Emperyalistler, bağımsız, özgürlükçü ve zulme rıza göstermeyen Türkiye’nin lideri Erdoğan’ı ve onun siyasi anlayışını devirmek için her türlü melaneti sergilemekten geri kalmıyorlar.
Gezi terör eyleminden, 17-25 Aralık 2013 polis-adliye darbesi, Güneydoğu’da PKK’nın şehirlerimizi işgal olayları ve 15 Temmuz kanlı darbe teşebbüsüne kadar Erdoğan’ı; bu milletin iradesini içeriden yıkmayı denediler ama başaramadılar.
Kanlı darbe ve terörist faaliyetlerle Erdoğan’ı içeride deviremeyeceğini anlayan Emperyalistler, ülkemizdeki piyonlarını aradan çıkararak direkt, yıkım ve işgal teşebbüsünde bulunmaya başladılar. Tabi bu teşebbüslerini, diğer bütün işgal harekatlarında olduğu gibi hukuki ve uluslararası sözleşmeler kılıfına uydurmaları gerekiyor.
Rıza Zarrab davası, Türkiye’yi işgal teşebbüsünün kılıfının adıdır. Çünkü geçtiğimiz yıldan beri “Rıza Zarrab Davası” olarak sergilenen tiyatro, Türkiye’yi yargılamaya dönüşmüştür. Davanın tek sanığı Zarrab, sanıklıktan çıkarılıp tanıklığa terfi ettirildi.
Emperyalist ABD’nin Türkiye’yi işgal etmek için gösterdiği “Zarrab Davası Belgeleri”nin tamamı uluslararası hukuk ve ticaret hukukuna konsolide olan Türk Ticaret Kanunu kapsamında yapılan legal ticari faaliyetler şimdi suçmuş gibi gösteriliyor.

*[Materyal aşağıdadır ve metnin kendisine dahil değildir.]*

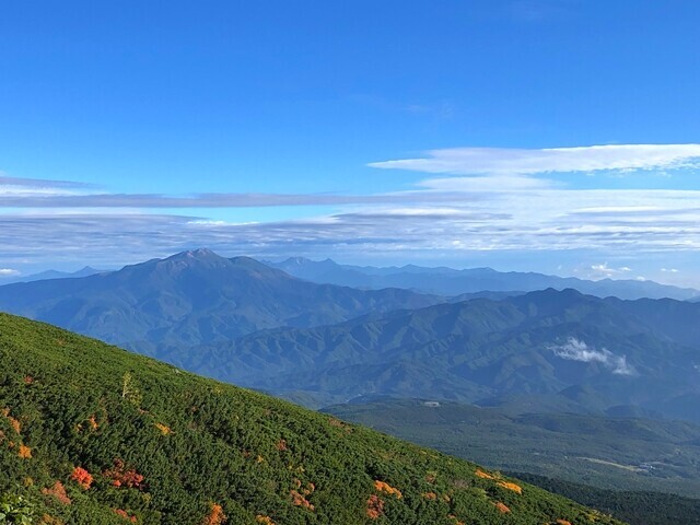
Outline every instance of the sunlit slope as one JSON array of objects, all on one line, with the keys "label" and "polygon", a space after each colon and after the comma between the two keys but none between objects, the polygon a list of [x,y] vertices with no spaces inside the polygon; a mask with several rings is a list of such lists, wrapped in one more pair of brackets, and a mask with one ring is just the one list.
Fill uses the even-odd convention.
[{"label": "sunlit slope", "polygon": [[0,362],[0,495],[23,494],[43,523],[618,523],[470,463],[7,314]]}]

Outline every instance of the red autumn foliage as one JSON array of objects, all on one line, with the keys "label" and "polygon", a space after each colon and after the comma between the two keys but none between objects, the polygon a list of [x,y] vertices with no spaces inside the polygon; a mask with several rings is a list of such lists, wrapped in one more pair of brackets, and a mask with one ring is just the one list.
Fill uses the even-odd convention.
[{"label": "red autumn foliage", "polygon": [[368,517],[376,520],[382,514],[384,514],[384,501],[378,495],[372,494],[368,500]]},{"label": "red autumn foliage", "polygon": [[223,513],[221,505],[211,503],[211,512],[201,522],[201,525],[222,525],[226,523],[226,515]]},{"label": "red autumn foliage", "polygon": [[92,485],[92,475],[83,467],[73,468],[73,474],[70,475],[70,479],[78,482],[83,489],[88,490]]},{"label": "red autumn foliage", "polygon": [[113,509],[113,510],[114,510],[114,513],[117,514],[118,516],[121,516],[125,520],[130,521],[131,523],[136,523],[137,520],[135,515],[130,516],[129,513],[122,509]]},{"label": "red autumn foliage", "polygon": [[50,489],[42,489],[42,493],[46,495],[52,495],[65,505],[71,504],[71,500],[66,493],[66,487],[63,487],[63,483],[61,483],[60,481],[56,481],[54,483],[54,487],[51,487]]}]

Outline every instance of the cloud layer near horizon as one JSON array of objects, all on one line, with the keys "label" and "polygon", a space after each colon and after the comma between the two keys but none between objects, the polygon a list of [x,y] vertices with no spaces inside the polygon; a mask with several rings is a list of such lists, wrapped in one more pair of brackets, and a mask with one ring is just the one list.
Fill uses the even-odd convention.
[{"label": "cloud layer near horizon", "polygon": [[[425,171],[457,175],[427,178],[410,190],[371,195],[116,194],[97,192],[81,183],[0,176],[0,265],[74,260],[77,266],[114,266],[195,246],[268,257],[342,259],[361,253],[407,261],[429,255],[455,259],[477,253],[580,250],[595,258],[581,261],[591,273],[580,277],[610,276],[612,266],[600,266],[608,259],[644,254],[645,259],[660,260],[660,275],[679,283],[684,272],[662,272],[668,266],[662,259],[700,252],[700,189],[674,189],[673,176],[663,178],[666,189],[626,189],[631,172],[614,188],[595,189],[542,176],[562,170],[688,168],[700,144],[436,151],[459,151],[434,156],[458,165]],[[392,162],[411,161],[378,167],[398,167]],[[467,172],[470,175],[463,174]],[[260,220],[256,211],[292,206],[299,209],[293,220]],[[305,208],[319,206],[332,211],[319,215]],[[249,219],[228,220],[225,210],[234,208],[249,209]],[[114,260],[115,254],[119,260]],[[533,260],[537,257],[542,256]],[[530,269],[538,269],[536,262]],[[626,276],[640,277],[627,271]]]}]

FETÖ’nün CHP’ye Genel Müdür olarak tayin ettiği Kemal Kılıçtaroğlu’nun, TBMM’deki grup toplantısında elinde salladığı belgelerin tamamı uluslararası ticaret hukukuna uygun belgeler olup hiçbir şaibeye mahal vermeyecek derecede nizamidir.